With school starting in less than three weeks, what can parents do to ensure their children have a great school experience? It doesn’t take magic tricks or mind blowing advice from a flat headed monk on a mountain in Tibet to point parents in the right direction. All a parent needs to help their child have a great school year is a little common sense and a commitment to staying focused on important issues such as communication and school as a priority. Of course, a few of the other pieces of advice listed below won’t hurt either.
Back to School Advice for Parents
- DON’T get caught in the trap of believing the teacher is OUT TO GET your child. Teachers have enough drama in their lives without creating more by having a vendetta against your child, so take a pill and chill;
- DON’T speak negatively about your child’s teacher in front of your child. If you truly want your child to have a good school year, guard against speaking negatively about the school or your child’s teacher. If your attitude toward the teacher is negative at home, there is a very good chance your child’s attitude toward the teacher will be negative at school;
- DON’T wait until the end of the nine weeks to get concerned about your child’s grades! Stay on top of what is happening with your child in school from day one. Kids will keep parents in the dark about school as much as possible. If you do not believe that, your child has already pulled the wool over your eyes;
- DON’T leave communication entirely up to the teacher! It is just as much the parent’s responsibility to communicate with the teacher as it is for the teacher to communicate with the parent. Do not assume that no news is good news! Pick up the phone and call the teacher or email the teacher and ask how your child is progressing in class. Most teachers will do everything within their power to return your call or email in a timely manner. If not go through the principal, and request a face to face meeting. If a parent is in the dark about their child’s grades and progress, it is as much the parent’s fault as it is the teacher’s fault;
- DON’T act like a foaming at the mouth raving lunatic if you are upset with the teacher. When you approach a teacher in attack mode, the teacher goes on the defensive, the school office calls for security, you lose credibility, nothing is resolved, and your child ends up the loser. Educators often tell children they do not have to like their classmates, but they do have to learn to work with them. This lesson also applies to adults – both parents and teachers;
- DON’T be blind to RED FLAGS! If your child comes home day after day with no homework or saying they completed all their homework in class, that is a RED FLAG that should be verified with the teacher. If you rarely see your child studying or reading anything school related, that is a RED FLAG and should be addressed with the teacher. If you rarely see graded tests or assignments come home from school, that is a RED FLAG that needs to be followed up with the teacher. If you ignore RED FLAGS, don’t be surprised to see less than satisfactory grades at the end of the grading period;
- DON’T allow activities such as ball practices, ball games, music lessons, dance or any other activities to become priorities over academics.

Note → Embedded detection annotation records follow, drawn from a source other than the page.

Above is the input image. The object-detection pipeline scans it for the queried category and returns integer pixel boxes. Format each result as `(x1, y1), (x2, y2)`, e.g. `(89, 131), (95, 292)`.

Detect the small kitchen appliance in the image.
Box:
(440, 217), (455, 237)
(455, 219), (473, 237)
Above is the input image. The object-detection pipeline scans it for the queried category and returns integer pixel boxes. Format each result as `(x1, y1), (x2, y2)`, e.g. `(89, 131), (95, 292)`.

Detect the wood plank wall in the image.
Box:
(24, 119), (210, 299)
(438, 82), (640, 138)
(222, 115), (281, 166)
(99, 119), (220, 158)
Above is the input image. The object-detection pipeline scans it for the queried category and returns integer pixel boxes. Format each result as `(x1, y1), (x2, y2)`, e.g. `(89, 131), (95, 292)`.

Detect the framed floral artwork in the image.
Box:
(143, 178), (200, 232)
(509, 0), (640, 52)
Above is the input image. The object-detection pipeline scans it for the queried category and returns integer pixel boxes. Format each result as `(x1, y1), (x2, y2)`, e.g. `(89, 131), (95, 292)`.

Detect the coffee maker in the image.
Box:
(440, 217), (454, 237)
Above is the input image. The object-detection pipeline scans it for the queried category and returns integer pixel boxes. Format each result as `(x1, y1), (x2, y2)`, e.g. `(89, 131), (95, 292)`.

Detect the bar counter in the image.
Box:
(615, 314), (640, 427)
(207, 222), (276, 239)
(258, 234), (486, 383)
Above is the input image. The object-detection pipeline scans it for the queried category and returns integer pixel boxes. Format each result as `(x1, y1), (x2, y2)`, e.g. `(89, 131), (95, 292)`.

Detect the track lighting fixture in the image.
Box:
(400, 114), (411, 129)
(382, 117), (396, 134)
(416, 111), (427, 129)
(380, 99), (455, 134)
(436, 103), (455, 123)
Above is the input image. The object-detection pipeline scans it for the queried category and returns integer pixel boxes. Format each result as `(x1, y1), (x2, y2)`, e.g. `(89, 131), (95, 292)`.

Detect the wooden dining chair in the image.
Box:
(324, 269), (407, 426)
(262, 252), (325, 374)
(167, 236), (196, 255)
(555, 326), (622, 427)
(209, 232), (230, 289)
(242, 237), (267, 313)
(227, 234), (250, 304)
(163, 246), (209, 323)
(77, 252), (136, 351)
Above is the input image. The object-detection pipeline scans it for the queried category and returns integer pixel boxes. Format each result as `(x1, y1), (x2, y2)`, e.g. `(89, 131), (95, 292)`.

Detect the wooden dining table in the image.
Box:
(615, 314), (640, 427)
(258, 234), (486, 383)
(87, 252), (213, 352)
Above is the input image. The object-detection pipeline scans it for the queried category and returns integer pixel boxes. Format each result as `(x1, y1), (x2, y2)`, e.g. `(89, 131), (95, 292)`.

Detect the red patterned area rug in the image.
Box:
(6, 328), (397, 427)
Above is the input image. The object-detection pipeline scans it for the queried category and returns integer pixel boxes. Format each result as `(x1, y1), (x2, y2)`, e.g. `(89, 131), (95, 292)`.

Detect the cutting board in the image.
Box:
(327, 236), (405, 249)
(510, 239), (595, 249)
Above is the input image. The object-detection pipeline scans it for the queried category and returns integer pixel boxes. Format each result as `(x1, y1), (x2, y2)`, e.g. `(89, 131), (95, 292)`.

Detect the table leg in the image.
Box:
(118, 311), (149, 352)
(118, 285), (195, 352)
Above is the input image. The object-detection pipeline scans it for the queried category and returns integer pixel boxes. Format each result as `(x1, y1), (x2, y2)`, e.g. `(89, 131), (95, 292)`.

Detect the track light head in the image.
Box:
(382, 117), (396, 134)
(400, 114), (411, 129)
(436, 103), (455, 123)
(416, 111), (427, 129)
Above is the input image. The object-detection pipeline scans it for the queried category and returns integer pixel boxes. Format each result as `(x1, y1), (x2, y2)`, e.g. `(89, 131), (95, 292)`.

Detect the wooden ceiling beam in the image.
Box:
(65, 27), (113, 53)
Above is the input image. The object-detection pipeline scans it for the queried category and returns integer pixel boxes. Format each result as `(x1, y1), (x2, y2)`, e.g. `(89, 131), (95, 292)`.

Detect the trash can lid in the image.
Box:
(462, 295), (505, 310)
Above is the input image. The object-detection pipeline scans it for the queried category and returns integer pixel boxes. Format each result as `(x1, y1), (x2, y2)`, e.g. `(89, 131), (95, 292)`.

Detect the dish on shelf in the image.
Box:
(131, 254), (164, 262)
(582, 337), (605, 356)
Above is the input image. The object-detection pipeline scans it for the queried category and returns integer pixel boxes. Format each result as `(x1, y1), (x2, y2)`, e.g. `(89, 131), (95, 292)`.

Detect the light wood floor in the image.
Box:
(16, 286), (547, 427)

The odds are your child will never be a college athlete or a professional athlete, but the odds are extremely high he/she will spend their lives as an entrepreneur, salaried professional or hourly wage earner all of which require an academic diploma of some type;
- DON’T be afraid to stand up for your child, but when doing so, be willing to listen to both sides of the story before you make up your mind. You may have one of those rare special children who would never lie to you, but . . . . well . . . . well, here is the truth. ALL children will lie and fall short of the glory of their parents! Therefore, before you take sides, listen to both sides;
- DON’T do your child’s homework, report, or project for them! School assignments are about the child not the parent. You will not be branded a bad parent or disqualified for parent of the year if your child makes a bad grade! It is okay to be a resource for your child and point them in the right direction, but the actual work should be left up to the student. There is nothing sadder than a school project that has obviously been planned, written and built by an adult. It is sad when parents do not let children take responsibility for their own work. As humans, we learn as much from our mistakes, maybe more, as we do from our successes. For an adult, even one who means well, to deny a child the opportunity to make mistakes and learn from them is a terrible waste of a learning opportunity; and
- DON’T allow your child to go to school without a good night’s rest! Sunday through Thursday have a lights out bed time for school age children including high school students who believe they are adults and such rules should not apply to them. Enforce your lights out rule! As the parent, you are the adult in the house, so act your part! If a television, computer, game console, tablet, smart phone, stereo or any other electronic device is a barrier to your child getting enough sleep to function properly the next day in school, remove the devices from your child’s room. This may sound a bit old fashioned; it is, but so is love, which is what parents are demonstrating when they have curfews, rules, and guidelines for their children to follow. Homes were never intended to be democracies! The home is where the child lives by the parents rules until such time they are educated, get a job, and build their own homes where they can do things their way. In an old fashioned loving home, getting enough sleep to stay awake in class, going to school, graduating high school and going to college or getting a job are non-negotiables.
As a parent what are your non-negotiables? Do you have any, or is everything open to negotiation? Just as there are non-negotiables in the home, there are also non-negotiables for school. Communicating with teachers, being positive, staying on top of your child’s progress, having academics as the priority, and making your child responsible for his/her work are all expectations that every parent should consider to be non-negotiable. If that is not the case in your house and these things are open to negotiation, who is the adult in your house?